When the filmmaker describes, on camera, meeting her family for the first time as, "an explosion of feelings," she's not kidding. It's visible in the film, of course, but when asked about it over Zoom, it all poured out, almost breathlessly.

"I had absolutely no idea what I was walking into. I didn't know how they would receive me. I didn't know if they would think, 'Oh, here's this capitalist American, with tons of money,' which I don't have, but I didn't know what their preconceived notions would be of an American or Canadian. And when my dad left, he was a total embarrassment to the family. My cousin said that they were waiting because on the radio they would announce that my dad's post was finished and he was returning back to Havana. But he never did. So, it was a big deal for that side of the family. But I felt instantly loved. Instantly. I didn't have to work for it. I didn't have to be charming. I didn't have to be any of those things because . . . because . . . I don't know, it's just something that runs throughout your blood. That thing that is family, which is why it is so important. And every day I would meet another cousin and I would meet another second cousin. I met my aunt, my uncles. It was just absolutely beyond my wildest dreams. And then I'd discover that I have so many things in common with someone, like we both love dachshunds and drink our coffee the same way. And then my cousins would say, 'Oh my God, you're just like my grandmother.' And I'd say, 'What do you mean your grandmother? She's my grandmother too!' Of course, I never met my grandparents, but my hands, the movement, and they would show me pictures and I'd say, 'Oh my God, she looks exactly like me.' "

There was also a sad reality in the midst of this emotional reckoning. "I realized how much we lost. We're old now. We're never knew each other young. We lost so much time." 

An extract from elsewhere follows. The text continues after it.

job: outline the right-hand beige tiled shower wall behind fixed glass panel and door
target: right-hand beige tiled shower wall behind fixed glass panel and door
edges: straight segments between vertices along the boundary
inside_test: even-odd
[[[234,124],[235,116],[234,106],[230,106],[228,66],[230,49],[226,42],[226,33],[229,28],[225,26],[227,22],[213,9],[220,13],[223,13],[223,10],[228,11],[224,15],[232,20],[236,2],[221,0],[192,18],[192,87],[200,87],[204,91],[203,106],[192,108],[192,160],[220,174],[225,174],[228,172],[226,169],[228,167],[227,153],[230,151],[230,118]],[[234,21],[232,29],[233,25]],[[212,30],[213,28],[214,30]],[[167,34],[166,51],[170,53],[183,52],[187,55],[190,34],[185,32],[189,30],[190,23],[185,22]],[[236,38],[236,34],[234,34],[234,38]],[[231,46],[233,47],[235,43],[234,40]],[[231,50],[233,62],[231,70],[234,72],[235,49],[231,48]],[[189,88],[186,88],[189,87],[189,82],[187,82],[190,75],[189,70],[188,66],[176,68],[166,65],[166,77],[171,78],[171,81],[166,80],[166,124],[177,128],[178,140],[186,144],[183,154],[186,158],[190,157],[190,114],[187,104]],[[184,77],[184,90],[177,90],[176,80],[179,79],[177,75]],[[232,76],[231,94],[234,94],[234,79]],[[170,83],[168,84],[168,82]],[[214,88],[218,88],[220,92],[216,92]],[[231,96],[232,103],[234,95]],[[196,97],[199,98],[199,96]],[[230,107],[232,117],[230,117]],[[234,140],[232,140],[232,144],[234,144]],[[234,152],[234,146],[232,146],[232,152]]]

Since 2016, Ms. Arbesu, a longtime television producer and the founder of Terrebonne Productions, a video production company, has been back to Cuba seven times, but not during the pandemic. The difficulties of life in Cuba, even since 2016, means making a phone call or accessing the internet is a struggle for her relatives there. "It's hard; I've tasted what it's like to have this family and then it's taken away from me all over again," she said, adding that she plans to return in early 2023.

But there was one call, she said, that was easy to make after returning to New York in 2016. "The first thing I did was call my father. I said, 'Thank you for leaving. You did the right thing.' As much as I was enamored and enthralled, madly in love with Cuba, my life could never have been what it is now. Even with all the struggling, and having to pay rent, and worrying about bills, all the suffering and struggles in this country, it's all been worth it. I wouldn't change it for anything."

"I Am Arbesu" will be screened at the Southampton Cultural Center, on July 5 at 6 p.m. followed by a discussion with the director. Tickets are $10, available at scc-arts.org.